# Multi-omics reveals EGCG’s anti-calcification effects associated with gut microbiota and metabolite remodeling

**Authors:** Yating Zhang, Zihan Tang, Junwen Zhu, Ruochi Zhao, Shuangshuang Wang

PMC · DOI: 10.3389/fimmu.2025.1595527 · 2025-06-26

## TL;DR

This study shows that EGCG, a natural compound, reduces vascular calcification by improving gut microbiota and metabolite balance in rats.

## Contribution

EGCG is shown to modulate both gut microbiota and metabolites to combat vascular calcification, revealing a novel therapeutic strategy.

## Key findings

- EGCG reduced calcification severity and ALP activity in vitamin D3-induced rats.
- EGCG restored gut microbiota diversity and altered key bacterial taxa and metabolite profiles.
- EGCG enhanced ubiquinone and terpenoid-quinone pathways, counteracting harmful metabolites.

## Abstract

Vascular calcification, a pathological process driven by heterotopic calcium-phosphate deposition, arises from vascular smooth muscle cells (VSMCs) osteochondrogenic transformation, epigenetic dysregulation, and metabolic reprogramming. Epigallocatechin-3-gallate (EGCG), a natural polyphenol, is associated with attenuated vascular calcification and remodeling of the gut microbiota-metabolite axis.

Twenty-four 8-week-old Sprague-Dawley rats were randomized into four groups: control (CON), vitamin D3-induced calcification (VD), VD plus EGCG (VD+EGCG), and EGCG-only (EGCG). Vascular calcification was induced via vitamin D3 injection, followed by 11-week EGCG treatment. Calcification severity was quantified using alizarin red S staining, alkaline phosphatase (ALP) immunohistochemistry/immunofluorescence, and serum metabolomics, while colon microbiota and metabolites were profiled via 16S rRNA sequencing and LC-MS/MS.

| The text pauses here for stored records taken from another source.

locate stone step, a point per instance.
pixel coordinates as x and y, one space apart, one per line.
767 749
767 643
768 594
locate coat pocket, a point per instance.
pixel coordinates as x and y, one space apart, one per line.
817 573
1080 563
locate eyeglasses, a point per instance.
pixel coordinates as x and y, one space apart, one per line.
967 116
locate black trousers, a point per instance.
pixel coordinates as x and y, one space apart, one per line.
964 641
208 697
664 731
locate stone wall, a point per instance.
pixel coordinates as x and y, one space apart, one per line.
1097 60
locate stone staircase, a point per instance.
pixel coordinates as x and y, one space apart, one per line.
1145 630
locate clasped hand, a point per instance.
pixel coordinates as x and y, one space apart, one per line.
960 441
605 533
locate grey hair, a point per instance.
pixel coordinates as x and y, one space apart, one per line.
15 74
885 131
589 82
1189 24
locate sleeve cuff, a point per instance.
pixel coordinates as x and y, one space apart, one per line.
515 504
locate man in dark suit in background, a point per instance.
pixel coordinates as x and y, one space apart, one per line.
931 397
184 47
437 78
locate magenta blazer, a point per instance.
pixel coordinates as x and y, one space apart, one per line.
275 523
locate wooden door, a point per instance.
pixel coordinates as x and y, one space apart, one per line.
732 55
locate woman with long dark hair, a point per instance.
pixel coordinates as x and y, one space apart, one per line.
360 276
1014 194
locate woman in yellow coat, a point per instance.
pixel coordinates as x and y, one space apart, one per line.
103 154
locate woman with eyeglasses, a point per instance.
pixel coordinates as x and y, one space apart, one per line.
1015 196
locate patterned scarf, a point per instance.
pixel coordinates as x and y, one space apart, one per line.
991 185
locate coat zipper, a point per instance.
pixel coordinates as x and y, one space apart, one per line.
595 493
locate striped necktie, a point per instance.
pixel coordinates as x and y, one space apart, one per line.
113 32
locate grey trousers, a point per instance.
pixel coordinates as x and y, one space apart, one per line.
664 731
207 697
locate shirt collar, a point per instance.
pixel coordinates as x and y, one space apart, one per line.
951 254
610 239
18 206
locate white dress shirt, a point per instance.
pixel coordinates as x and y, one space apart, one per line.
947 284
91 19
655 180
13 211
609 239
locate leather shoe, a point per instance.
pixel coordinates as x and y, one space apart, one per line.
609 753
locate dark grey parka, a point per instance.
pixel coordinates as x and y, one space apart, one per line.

EGCG significantly reduced calcification (*P<0.05 vs. VD), as evidenced by diminished alizarin red S staining and suppressed ALP activity. Gut microbiota analysis revealed EGCG-mediated restoration of alpha diversity and taxonomic shifts, including reversal of Spirochaetota, Desulfobacterota, and Actinobacteriota abundances at the phylum level (*P<0.05); marked changes in Clostridia_UCG_014, Desulfovibrionales, Christensenellales, Erysipelotrichales, Oscillospirales, and Spirochaetales at the order level (*P<0.05); and normalization of Treponema, unclassified Treponema, and Lactobacillus johnsonii at the genus/species level (*P<0.05). Serum metabolomics identified VD3-induced upregulation of phospholipid metabolites (phosphatidylserine [PS], phosphatidylcholine [PC], lysophosphatidylcholine [LysoPC]), which were counteracted by EGCG (*P<0.05). Concurrently, EGCG enhanced ubiquinone biosynthesis and terpenoid-quinone pathways.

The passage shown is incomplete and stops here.